People of color and Black men especially are targeted by police for drug searches and arrests: Black people were arrested for drugs at a rate more than two times that of white people in 2016, according to the Vera Institute of Justice. When to comes to arrests for suspicion of a crime — when a person is arrested for no specific offense and released without formal charges — Black people are arrested at a rate more than five times that of whites. Police often use suspicions about drugs to stop, harass and arrest people of color, and Black men in particular.
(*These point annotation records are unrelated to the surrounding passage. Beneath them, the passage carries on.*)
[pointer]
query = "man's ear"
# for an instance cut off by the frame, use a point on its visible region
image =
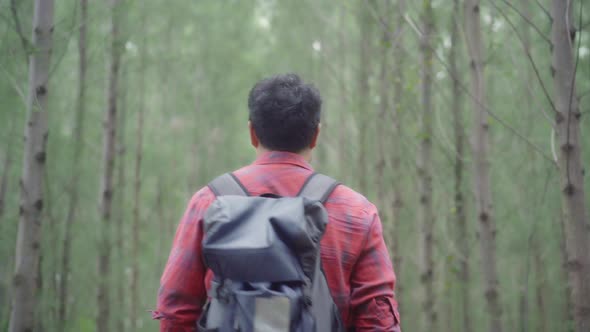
(253, 138)
(314, 140)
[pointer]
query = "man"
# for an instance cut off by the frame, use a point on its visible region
(284, 127)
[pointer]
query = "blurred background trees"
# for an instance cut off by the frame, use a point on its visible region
(434, 109)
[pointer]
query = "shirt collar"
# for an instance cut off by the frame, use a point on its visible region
(282, 157)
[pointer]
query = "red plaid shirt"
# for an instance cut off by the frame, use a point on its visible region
(354, 256)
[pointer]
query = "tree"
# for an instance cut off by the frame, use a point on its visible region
(73, 191)
(363, 91)
(398, 92)
(425, 168)
(108, 160)
(571, 170)
(462, 238)
(483, 199)
(137, 185)
(22, 317)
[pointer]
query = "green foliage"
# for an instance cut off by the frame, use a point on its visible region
(202, 57)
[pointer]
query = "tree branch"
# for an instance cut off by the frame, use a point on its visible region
(544, 10)
(528, 21)
(24, 41)
(528, 54)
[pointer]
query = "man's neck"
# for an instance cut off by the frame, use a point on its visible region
(306, 153)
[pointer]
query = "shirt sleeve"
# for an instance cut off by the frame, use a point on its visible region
(373, 303)
(182, 291)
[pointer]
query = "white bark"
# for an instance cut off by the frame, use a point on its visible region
(483, 199)
(106, 191)
(462, 236)
(73, 190)
(425, 171)
(23, 314)
(567, 127)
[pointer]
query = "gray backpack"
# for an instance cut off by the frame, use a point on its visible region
(265, 255)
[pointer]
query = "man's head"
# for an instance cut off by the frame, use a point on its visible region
(284, 113)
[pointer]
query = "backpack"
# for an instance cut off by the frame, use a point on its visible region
(265, 256)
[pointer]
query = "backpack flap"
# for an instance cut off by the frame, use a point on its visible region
(257, 239)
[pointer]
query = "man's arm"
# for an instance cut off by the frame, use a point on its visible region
(182, 291)
(373, 303)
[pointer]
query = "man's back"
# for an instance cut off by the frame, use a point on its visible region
(354, 256)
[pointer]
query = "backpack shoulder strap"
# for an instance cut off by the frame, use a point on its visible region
(318, 187)
(227, 184)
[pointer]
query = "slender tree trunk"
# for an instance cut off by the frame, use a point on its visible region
(567, 127)
(136, 193)
(487, 231)
(121, 205)
(6, 168)
(425, 169)
(363, 98)
(380, 120)
(76, 157)
(343, 118)
(524, 308)
(459, 201)
(23, 314)
(398, 92)
(565, 275)
(540, 288)
(106, 193)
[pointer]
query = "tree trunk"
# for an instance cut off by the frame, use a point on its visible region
(540, 288)
(6, 168)
(73, 190)
(106, 193)
(398, 93)
(425, 169)
(121, 205)
(22, 316)
(380, 120)
(483, 199)
(363, 98)
(136, 193)
(567, 128)
(459, 202)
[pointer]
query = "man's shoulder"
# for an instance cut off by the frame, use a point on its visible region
(355, 201)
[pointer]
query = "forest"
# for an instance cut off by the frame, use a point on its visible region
(465, 121)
Every police interaction or arrest — even over the most trivial matters — comes with the threat of escalation, injury and death, and we’ve seen this over and over in deadly cases of police violence. The police-perpetrated killings of both Eric Garner and Michael Brown, two Black men, began with an initial interaction that escalated from a call about tobacco products. A store clerk called the police on Floyd because he bought a pack of cigarettes with a counterfeit bill. Breonna Taylor was gunned down by police in Louisville during a botched drug raid on a house where no drugs were found.
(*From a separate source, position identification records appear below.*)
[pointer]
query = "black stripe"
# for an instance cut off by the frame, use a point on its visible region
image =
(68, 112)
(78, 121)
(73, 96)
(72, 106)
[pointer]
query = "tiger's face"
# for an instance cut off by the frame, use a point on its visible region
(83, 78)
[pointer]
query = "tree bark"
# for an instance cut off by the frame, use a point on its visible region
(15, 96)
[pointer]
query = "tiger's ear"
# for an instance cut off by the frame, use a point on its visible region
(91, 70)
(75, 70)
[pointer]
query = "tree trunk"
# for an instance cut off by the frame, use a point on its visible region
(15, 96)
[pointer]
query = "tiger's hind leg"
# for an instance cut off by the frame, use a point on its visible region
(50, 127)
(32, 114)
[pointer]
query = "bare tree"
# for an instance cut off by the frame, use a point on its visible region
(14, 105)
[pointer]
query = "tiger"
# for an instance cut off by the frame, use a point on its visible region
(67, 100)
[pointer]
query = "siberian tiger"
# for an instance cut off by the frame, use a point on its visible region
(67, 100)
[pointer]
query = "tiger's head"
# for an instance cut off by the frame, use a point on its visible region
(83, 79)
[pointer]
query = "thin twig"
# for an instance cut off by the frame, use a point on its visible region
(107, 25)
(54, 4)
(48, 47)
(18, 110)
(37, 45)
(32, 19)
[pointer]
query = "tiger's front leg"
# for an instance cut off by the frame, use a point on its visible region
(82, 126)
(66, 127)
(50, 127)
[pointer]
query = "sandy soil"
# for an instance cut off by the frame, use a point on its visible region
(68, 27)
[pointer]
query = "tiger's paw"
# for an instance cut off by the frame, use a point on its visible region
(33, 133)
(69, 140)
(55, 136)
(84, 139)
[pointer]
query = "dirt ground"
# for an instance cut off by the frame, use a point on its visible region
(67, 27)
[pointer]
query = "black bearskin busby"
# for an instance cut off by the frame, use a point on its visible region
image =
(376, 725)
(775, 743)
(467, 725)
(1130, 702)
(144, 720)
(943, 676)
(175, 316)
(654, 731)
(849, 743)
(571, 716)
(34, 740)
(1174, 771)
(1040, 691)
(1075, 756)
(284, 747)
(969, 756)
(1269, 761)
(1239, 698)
The movement to defund the police and defend Black lives that filled the streets last summer seeks to decriminalize drugs and reduce or eliminate police interactions with the public. Activists see a direct link between the war on drugs, the violent policing of Black and Brown communities, and the brutal killings of Floyd, Taylor and many others.
In the trial of Chauvin, the defense will attempt to use Floyd’s drug use to justify the violence that led to Floyd’s death and cast doubt on whether Chauvin killed Floyd, even though it was Chauvin who knelt on Floyd’s neck for those infamous nine minutes and 29 seconds. If jurors reject Chauvin’s lawyers’ argument, they will also be rejecting the oppressive logic of the drug war, which continues to give police the power to dehumanize and abuse the most vulnerable among us.
“Until we dispense with the notion that people involved with drugs — or even thought to be involved with drugs — are not guaranteed the same right to dignity and life, we will continue to fight,” Frederique said.